À dix-sept heures, comme il sortait pour de nouvelles visites, le docteur croisa dans l’escalier un homme encore jeune, à la silhouette lourde, au visage massif et creusé, barré d’épais sourcils. Il l’avait rencontré, quelquefois, chez les danseurs espagnols qui habitaient le dernier étage de son immeuble. Jean Tarrou fumait une cigarette avec application en contemplant les dernières convulsions d’un rat qui crevait sur une marche, à ses pieds. Il leva sur le docteur le regard calme et un peu appuyé de ses yeux gris, lui dit bonjour et ajouta que cette apparition des rats était une curieuse chose.
– Oui, dit Rieux, mais qui finit par être agaçante.
– Dans un sens, docteur, dans un sens seulement. Nous n’avons jamais rien vu de semblable, voilà tout. Mais je trouve cela intéressant, oui, positivement intéressant.
Tarrou passa la main sur ses cheveux pour les rejeter en arrière, regarda de nouveau le rat, maintenant immobile, puis sourit à Rieux :
– Mais, en somme, docteur, c’est surtout l’affaire du concierge.
Justement, le docteur trouva le concierge devant la maison, adossé au mur près de l’entrée, une expression de lassitude sur son visage d’ordinaire congestionné.
– Oui, je sais, dit le vieux Michel à Rieux qui lui signalait la nouvelle découverte. C’est par deux ou trois qu’on les trouve maintenant. Mais c’est la même chose dans les autres maisons.
Il paraissait abattu et soucieux. Il se frottait le cou d’un geste machinal.
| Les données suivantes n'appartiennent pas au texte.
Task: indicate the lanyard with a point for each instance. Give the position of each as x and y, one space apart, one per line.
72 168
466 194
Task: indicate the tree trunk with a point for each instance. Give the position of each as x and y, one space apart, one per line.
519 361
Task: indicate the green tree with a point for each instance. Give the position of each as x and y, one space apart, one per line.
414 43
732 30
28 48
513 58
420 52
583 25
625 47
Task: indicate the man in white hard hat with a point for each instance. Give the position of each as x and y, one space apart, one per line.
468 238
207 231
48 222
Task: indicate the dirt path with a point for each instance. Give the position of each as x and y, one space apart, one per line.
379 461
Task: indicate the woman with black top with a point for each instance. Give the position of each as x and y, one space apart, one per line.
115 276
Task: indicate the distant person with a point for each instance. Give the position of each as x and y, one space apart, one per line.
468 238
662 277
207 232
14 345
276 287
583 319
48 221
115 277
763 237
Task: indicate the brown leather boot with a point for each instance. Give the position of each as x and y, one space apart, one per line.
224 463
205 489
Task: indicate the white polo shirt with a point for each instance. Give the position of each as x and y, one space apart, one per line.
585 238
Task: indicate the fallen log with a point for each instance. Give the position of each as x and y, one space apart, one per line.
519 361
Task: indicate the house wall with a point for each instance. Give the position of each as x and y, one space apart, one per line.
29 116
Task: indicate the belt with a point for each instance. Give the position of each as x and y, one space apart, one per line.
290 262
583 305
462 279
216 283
Rieux lui demanda comment il se portait. Le concierge ne pouvait pas dire, bien entendu, que ça n’allait pas. Seulement, il ne se sentait pas dans son assiette. À son avis, c’était le moral qui travaillait. Ces rats lui avaient donné un coup et tout irait beaucoup mieux quand ils auraient disparu.
Mais le lendemain matin, 18 avril, le docteur qui ramenait sa mère de la gare trouva M. Michel avec une mine encore plus creusée : de la cave au grenier, une dizaine de rats jonchaient les escaliers. Les poubelles des maisons voisines en étaient pleines. La mère du docteur apprit la nouvelle sans s’étonner.
– Ce sont des choses qui arrivent.
C’était une petite femme aux cheveux argentés, aux yeux noirs et doux.
– Je suis heureuse de te revoir, Bernard, disait-elle. Les rats ne peuvent rien contre ça.
Lui approuvait ; c’était vrai qu’avec elle tout paraissait toujours facile.
Rieux téléphona cependant au service communal de dératisation, dont il connaissait le directeur. Celui-ci avait-il entendu parler de ces rats qui venaient en grand nombre mourir à l’air libre ? Mercier, le directeur, en avait entendu parler et, dans son service même, installé non loin des quais, on en avait découvert une cinquantaine. Il se demandait cependant si c’était sérieux. Rieux ne pouvait pas en décider, mais il pensait que le service de dératisation devait intervenir.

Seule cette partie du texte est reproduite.